An immigration lawyer is making plans to retrieve his client from the United States and bring her back to Nova Scotia after receiving word a temporary permit will be granted.

Lee Cohen said he has received word from the federal Immigration Department that his client Nancy Inferrera, 73, can return to Canada on a temporary residency permit that allows her to stay for three years.
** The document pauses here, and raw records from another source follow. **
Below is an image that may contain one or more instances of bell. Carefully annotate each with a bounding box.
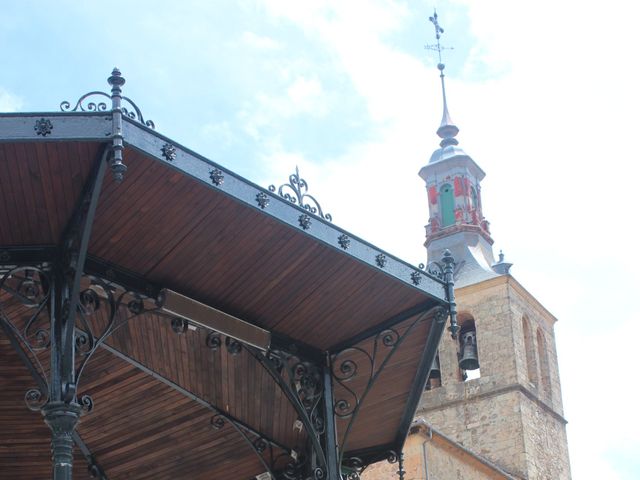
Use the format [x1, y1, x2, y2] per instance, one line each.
[458, 330, 480, 370]
[429, 355, 440, 380]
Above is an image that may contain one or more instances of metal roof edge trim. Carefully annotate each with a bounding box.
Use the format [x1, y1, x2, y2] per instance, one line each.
[123, 119, 446, 302]
[0, 112, 112, 143]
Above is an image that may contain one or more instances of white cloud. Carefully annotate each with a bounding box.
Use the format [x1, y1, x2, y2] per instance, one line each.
[241, 32, 282, 50]
[0, 87, 23, 112]
[252, 0, 640, 479]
“There’s just one more step in the process. It should be a smooth step, but to make sure it’s a smooth step I’m going to go to Calais and get Nancy and Mildred and bring them through the border,” Cohen told the Rick Howe Show Thursday.

Inferrera was forced out of her Guysborough County trailer home Wednesday, where she had been living with her longtime friend Mildred Sanford, 83, since 2008.  

The two moved to N.S. from Massachusetts so that Sanford could return to her home and Inferrera could act as her caregiver.

“You can’t leave a friend when they start to get old, if you get things just out of the clear blue,” Inferrera told the Canadian Press. “What is a friend if you’re going to leave them when they need you the most?”

When Inferrera was deported, Sanford accompanied her over the border to Maine where they waited, hopeful for federal intervention.

Lee Cohen said the deportation was just a matter of law, but it spurred an outpouring of response from Canadians across the country.

“I didn’t really understand what viral meant until I got up this morning. The outpouring by Nova Scotians and Canadians about how wrong this was went right across the country,” said Guysborough Country warden Lloyd Hines.

While Cohen said the response from citizens may have been one factor in the government’s decision to grant temporary residency, he said Inferrera’s act of honouring the deportation order bodes well for her immigration case.

A spokesperson from the Immigration Department said she could not confirm the government’s decision to grant Inferrera a temporary residency permit, without the woman’s consent.